A total of 48 patients with advanced RCC treated with a TKI (25 with sunitinib and 23 with sorafenib) were evaluated by FDG PET/CT before and at 1 month after a TKI treatment initiation. The maximum standardized uptake value (SUVmax) of all RCC lesions were measured and analyzed.

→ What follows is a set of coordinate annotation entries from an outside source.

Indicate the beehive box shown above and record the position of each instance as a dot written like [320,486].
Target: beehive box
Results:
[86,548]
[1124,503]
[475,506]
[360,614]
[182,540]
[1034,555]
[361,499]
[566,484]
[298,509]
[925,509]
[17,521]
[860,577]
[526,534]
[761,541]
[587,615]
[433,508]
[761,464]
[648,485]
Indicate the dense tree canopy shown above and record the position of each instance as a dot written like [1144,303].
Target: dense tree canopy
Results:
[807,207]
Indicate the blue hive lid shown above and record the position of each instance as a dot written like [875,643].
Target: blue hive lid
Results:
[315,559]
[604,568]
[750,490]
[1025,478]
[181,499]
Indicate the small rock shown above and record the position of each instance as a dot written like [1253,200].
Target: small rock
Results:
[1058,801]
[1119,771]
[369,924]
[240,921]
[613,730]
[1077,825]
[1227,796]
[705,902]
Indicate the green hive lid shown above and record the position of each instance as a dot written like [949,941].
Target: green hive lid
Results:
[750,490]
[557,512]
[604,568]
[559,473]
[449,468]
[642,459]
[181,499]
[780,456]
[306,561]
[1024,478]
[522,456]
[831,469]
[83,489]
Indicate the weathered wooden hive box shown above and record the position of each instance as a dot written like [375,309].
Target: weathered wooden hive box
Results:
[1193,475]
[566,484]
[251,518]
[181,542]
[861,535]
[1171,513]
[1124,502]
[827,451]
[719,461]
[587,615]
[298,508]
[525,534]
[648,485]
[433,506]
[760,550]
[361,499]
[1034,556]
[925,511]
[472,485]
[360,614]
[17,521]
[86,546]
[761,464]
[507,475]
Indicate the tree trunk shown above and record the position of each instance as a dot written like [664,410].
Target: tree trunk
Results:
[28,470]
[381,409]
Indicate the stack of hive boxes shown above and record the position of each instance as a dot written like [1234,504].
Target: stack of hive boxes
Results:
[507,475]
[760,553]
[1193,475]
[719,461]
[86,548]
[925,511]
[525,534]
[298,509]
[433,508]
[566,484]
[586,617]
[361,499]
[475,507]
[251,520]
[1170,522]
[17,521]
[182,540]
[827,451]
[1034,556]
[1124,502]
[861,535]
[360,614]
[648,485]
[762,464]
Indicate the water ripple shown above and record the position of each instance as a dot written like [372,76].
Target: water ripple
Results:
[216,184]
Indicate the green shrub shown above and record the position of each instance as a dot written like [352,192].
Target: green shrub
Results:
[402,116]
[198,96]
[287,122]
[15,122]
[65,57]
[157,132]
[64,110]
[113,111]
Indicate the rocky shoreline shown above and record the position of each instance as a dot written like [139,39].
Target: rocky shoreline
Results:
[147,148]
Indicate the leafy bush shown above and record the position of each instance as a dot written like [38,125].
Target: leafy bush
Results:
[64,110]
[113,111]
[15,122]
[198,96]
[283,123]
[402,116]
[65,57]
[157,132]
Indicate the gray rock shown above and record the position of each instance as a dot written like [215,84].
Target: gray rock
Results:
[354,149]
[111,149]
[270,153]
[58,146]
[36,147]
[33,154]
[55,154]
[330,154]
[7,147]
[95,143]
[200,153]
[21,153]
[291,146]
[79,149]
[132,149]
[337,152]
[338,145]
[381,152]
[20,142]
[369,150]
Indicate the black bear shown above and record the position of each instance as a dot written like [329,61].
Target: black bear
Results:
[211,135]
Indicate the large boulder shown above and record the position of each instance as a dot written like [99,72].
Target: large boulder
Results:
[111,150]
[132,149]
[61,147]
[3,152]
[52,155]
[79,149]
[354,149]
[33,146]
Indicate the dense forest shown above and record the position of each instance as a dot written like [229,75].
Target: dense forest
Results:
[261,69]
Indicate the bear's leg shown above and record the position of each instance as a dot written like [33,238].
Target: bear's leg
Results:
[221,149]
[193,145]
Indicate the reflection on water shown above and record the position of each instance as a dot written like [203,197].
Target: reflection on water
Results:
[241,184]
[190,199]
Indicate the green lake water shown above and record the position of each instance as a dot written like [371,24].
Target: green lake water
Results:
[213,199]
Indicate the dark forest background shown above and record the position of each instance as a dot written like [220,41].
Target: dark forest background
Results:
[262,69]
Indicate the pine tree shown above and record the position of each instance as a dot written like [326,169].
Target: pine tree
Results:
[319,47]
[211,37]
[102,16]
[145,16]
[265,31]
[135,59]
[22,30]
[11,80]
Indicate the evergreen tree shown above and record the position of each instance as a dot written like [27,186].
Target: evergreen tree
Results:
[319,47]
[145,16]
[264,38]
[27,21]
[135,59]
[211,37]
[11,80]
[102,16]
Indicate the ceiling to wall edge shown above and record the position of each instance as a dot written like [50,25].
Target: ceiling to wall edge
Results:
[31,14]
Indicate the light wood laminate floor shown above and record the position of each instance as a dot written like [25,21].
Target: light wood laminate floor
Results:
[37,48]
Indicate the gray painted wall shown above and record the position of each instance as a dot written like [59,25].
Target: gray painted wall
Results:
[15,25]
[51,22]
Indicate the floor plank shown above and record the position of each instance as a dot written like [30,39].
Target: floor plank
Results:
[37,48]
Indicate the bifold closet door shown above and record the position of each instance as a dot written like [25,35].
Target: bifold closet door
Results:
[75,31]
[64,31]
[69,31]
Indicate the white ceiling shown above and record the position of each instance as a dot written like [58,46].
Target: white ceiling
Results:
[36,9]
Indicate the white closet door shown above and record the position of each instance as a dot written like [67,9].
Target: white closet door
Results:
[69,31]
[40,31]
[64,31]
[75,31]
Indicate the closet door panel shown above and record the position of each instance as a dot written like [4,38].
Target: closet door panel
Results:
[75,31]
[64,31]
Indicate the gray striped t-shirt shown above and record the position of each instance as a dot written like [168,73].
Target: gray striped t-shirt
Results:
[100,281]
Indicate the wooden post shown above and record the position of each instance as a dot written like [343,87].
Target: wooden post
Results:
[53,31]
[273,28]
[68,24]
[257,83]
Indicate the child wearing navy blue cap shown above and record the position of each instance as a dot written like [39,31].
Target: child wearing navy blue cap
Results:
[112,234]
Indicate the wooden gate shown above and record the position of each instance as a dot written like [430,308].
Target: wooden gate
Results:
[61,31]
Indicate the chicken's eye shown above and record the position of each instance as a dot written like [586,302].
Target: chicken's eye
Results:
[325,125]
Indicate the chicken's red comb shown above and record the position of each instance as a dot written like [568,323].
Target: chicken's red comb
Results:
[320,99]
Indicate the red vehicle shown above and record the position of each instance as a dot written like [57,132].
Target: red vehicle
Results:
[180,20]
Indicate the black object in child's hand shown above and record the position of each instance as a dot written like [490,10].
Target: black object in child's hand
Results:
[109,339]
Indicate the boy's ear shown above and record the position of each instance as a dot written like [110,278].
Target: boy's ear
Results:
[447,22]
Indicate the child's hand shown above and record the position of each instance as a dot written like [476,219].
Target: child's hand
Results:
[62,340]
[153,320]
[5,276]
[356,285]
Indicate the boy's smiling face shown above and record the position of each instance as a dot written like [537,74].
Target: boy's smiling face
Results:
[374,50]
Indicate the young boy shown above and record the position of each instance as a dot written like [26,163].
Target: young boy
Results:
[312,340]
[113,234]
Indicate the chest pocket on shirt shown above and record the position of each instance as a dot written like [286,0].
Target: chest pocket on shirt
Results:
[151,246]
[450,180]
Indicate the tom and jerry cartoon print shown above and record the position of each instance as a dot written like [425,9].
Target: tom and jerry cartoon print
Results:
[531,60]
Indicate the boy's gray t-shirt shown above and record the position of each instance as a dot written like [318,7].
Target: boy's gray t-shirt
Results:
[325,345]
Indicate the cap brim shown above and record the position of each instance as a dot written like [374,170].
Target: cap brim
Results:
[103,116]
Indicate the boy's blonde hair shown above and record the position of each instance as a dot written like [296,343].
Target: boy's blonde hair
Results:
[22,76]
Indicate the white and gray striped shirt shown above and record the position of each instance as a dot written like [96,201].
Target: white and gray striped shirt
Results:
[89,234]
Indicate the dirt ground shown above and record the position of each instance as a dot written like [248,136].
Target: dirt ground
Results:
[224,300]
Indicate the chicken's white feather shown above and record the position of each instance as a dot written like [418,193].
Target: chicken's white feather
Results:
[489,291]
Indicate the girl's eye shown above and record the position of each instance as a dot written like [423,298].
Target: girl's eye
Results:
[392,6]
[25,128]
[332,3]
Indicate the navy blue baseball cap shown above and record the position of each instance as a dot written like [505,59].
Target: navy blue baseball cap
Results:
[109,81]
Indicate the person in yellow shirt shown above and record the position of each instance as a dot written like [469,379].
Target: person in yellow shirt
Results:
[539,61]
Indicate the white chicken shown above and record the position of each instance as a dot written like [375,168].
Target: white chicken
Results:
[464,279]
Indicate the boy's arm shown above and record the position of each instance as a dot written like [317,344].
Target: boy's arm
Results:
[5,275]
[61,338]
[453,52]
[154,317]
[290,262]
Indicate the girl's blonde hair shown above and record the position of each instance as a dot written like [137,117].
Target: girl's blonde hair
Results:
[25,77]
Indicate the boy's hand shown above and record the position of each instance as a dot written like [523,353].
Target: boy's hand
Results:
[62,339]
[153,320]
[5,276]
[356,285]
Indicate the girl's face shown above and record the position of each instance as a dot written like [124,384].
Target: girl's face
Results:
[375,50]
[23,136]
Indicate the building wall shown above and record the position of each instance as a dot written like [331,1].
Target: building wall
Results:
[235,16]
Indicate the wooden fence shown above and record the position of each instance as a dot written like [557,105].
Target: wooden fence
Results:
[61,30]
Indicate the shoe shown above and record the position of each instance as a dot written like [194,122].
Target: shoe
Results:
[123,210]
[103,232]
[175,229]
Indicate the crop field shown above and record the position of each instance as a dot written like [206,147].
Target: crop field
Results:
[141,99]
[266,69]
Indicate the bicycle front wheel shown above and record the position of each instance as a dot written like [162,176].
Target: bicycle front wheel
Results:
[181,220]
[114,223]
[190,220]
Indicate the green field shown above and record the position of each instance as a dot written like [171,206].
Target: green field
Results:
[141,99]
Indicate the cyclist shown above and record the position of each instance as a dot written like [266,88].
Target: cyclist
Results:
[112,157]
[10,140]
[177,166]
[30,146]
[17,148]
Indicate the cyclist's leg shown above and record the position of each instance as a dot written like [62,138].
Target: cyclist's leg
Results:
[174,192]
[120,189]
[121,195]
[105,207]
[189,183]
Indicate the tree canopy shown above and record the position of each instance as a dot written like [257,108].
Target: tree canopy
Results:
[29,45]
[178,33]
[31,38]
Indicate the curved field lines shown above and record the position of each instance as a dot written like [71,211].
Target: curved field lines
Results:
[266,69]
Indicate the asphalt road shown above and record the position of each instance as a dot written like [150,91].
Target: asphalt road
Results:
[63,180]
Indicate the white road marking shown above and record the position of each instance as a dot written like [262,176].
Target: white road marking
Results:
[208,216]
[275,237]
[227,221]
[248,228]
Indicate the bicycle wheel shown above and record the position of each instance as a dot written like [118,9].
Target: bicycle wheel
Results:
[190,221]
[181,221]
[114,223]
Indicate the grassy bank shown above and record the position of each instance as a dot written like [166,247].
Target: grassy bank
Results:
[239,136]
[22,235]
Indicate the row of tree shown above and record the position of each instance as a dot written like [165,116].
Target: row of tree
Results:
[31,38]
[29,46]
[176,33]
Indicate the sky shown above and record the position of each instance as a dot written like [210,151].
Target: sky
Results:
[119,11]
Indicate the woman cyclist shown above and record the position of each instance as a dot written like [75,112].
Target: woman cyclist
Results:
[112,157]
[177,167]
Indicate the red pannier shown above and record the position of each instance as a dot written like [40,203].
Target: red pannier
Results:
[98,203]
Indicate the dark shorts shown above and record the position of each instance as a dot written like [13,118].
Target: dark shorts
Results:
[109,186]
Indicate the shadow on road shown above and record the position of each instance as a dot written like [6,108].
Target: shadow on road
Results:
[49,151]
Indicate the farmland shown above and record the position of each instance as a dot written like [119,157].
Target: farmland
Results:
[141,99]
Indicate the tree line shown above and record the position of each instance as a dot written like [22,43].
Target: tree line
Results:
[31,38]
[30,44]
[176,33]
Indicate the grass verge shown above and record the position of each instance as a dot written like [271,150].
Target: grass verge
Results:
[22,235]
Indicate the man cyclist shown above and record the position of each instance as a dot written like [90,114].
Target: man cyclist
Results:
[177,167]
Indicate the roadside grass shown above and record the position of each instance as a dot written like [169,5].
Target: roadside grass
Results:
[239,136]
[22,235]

We evaluated 190 RCC lesions. The pretreatment SUVmax values (mean ± SD) were as follows: in the 49 lung metastases, 4.1 ± 3.3; in the 40 bone metastases, 5.4 ± 1.6; in the 37 lymph node metastases, 6.7 ± 2.7; in the 29 abdominal parenchymal organ metastases, 6.6 ± 2.7; in the 26 muscle or soft tissue metastases, 4.4 ± 2.6; and in the nine primary lesions, 8.9 ± 3.9. Significant differences in the SUVmax were revealed between metastases and primary lesions (p = 0.006) and between lung metastases and non-lung metastases (p < 0.001). The SUVmax change ratios at 1 month after TKI treatment started were -14.2 ± 48.4% in the lung metastases, -10.4 ± 23.3% in the bone metastases, -9.3 ± 47.4% in the lymph node metastases, -24.5 ± 41.7% in the abdominal parenchymal organ metastases, -10.6 ± 47.4% in the muscle or soft tissue metastases, and -24.2 ± 18.3% in the primary lesions. There was no significant difference among the organs (p = 0.531).
The decrease ratio of FDG accumulation of RCC lesions evaluated by PET/CT at 1 month after TKI treatment initiation was not influenced by the organs where the RCC metastasis was located. This result suggests that TKIs can be used to treat patients with advanced RCC regardless of the metastatic site.